Sebi extends relaxations for compliance with rights issues.

In terms of Regulation 76 of the ICDR Regulations, an application for a rights issue shall be made only through ASBA facility. In view of the difficulties faced due to the COVID-19 pandemic and the lockdown measures, and in order to ensure that all eligible shareholders are able to apply to rights issue during such times, the issuer shall along with lead manager(s)to the issue, the registrar, and other recognized intermediaries institute an optional mechanism(non-cash mode only)to accept the applications of the shareholders subject to ensuring that no third party payments shall be allowed in respect of any application.

SEBI extends the Guidelines for Investment Advisers.

SEBI extended the deadline for investment advisers to conduct the annual compliance audit for the financial year ended 31st March 2021 by 31st December 2021 and they shall submit the adverse findings of the audit, if any,by January 31, 2022.

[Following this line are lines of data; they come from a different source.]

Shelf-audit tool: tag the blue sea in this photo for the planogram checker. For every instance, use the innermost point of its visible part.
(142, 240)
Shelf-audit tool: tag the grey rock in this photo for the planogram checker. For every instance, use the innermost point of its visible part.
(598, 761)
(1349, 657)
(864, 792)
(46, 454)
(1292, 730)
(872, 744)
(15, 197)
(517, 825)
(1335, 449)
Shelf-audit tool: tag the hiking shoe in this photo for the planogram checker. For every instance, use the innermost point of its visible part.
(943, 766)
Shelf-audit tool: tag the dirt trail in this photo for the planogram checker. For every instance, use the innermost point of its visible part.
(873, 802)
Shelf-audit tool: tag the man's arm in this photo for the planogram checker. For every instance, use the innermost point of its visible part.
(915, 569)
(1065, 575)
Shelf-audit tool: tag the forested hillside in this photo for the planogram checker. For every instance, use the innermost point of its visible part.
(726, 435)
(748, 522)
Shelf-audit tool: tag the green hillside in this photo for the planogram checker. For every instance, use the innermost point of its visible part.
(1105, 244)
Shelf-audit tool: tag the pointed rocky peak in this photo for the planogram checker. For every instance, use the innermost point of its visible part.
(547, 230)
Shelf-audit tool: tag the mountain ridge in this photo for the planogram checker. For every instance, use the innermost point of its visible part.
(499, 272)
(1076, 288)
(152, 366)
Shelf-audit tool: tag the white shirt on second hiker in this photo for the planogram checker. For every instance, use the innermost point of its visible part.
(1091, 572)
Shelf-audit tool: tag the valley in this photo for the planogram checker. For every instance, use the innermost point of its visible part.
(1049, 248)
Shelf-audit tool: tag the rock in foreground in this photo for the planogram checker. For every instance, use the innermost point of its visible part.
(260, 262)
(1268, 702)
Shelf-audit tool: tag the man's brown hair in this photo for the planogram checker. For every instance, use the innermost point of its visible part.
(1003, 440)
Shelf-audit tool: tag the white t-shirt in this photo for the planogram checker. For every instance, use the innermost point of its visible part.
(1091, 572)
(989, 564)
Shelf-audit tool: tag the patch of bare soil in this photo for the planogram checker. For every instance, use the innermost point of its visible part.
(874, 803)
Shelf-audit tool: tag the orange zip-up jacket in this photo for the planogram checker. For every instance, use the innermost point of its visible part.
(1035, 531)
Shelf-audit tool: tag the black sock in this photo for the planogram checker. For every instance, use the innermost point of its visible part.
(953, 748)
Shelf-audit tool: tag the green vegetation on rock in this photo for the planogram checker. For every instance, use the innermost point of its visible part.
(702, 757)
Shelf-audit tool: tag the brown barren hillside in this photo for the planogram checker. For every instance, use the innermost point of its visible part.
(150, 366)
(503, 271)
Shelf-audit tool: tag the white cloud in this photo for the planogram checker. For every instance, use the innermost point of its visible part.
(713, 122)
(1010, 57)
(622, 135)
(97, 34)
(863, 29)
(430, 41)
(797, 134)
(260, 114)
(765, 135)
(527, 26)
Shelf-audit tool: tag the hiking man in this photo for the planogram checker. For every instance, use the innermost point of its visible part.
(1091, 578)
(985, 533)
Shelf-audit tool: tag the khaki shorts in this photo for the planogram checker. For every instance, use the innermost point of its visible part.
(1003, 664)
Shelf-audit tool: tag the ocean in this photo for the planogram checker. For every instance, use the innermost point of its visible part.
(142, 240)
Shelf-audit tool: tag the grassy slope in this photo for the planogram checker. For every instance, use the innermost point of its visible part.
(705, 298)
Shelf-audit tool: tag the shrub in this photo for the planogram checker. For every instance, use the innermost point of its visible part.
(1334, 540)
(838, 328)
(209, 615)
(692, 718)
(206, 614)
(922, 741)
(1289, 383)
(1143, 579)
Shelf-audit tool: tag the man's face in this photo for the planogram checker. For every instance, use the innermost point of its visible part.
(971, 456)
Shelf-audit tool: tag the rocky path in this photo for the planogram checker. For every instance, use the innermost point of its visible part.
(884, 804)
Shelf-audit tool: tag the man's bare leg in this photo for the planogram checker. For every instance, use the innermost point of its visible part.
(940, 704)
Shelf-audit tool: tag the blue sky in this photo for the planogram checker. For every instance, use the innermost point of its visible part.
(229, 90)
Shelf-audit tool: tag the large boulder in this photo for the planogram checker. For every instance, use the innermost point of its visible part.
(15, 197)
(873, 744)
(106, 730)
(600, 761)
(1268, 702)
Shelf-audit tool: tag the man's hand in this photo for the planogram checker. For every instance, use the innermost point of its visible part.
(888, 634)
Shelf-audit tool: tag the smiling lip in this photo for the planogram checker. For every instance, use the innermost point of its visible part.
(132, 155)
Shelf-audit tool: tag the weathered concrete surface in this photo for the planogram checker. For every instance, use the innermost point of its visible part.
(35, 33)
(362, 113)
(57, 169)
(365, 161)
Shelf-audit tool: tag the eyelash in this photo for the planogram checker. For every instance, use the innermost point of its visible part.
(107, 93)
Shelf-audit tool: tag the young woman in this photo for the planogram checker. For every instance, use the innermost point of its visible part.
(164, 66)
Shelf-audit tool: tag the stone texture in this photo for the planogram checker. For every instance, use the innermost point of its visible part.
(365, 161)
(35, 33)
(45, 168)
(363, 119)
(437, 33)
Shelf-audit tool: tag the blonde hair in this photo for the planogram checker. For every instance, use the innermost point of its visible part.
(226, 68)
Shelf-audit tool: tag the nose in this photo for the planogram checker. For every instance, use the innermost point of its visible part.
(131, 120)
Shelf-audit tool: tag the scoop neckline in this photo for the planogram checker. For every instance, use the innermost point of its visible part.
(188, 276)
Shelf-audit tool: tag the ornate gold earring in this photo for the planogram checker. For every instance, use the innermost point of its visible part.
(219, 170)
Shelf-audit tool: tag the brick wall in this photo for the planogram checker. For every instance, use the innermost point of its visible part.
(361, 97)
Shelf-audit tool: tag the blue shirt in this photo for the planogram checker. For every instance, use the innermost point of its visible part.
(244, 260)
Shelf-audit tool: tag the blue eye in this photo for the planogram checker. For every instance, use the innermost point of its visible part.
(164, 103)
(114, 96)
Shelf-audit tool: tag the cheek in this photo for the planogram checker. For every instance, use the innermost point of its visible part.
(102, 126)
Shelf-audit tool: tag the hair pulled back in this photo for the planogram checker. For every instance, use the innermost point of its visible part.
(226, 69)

SEBI issues clarification to its earlier circular on Alignment of interest of Key Employees (‘Designated Employees’) of Asset Management Companies (AMCs) with the Unitholders of the Mutual Fund Schemes.

SEBI has clarified the term, ‘key employees’ in the circular associated with the compensation rules refers to ‘designated employees’, and the phrase ‘paid in the form of units’ shall be read as ‘mandatorily invested in units’ which means a portion of designated employees’ remuneration will have to be mandatorily in the form of units of scheme they manage.

National Asset Reconstruction Company to acquire stressed assets of about Rs 2 lakh crore in phases.

The Ministry of Finance clarified that the NARCL will acquire assets by making an offer to the lead bank, and once NARCL’s offer is accepted, then, IDRCL (Indian Debt Resolution Company Ltd) will be engaged for management and value addition. It said that the government guarantee is needed because the resolution mechanisms of this nature which deal with a backlog of NPAs typically require a backstop from the government.

Code of Conduct and Code of Ethics for the Directors and KMP of recognized Market Infrastructure Institutions in GIFT-IFSC

The code provides that its objective is to enhance the level of market integrity and investor confidence. It is emphasized that a written code of ethics may not completely guarantee adherence to high ethical standards. This can be accomplished only if Directors and Key Management Personnel of the recognized MIIs commit themselves to the task of enhancing the fairness and integrity of the system in letter and spirit.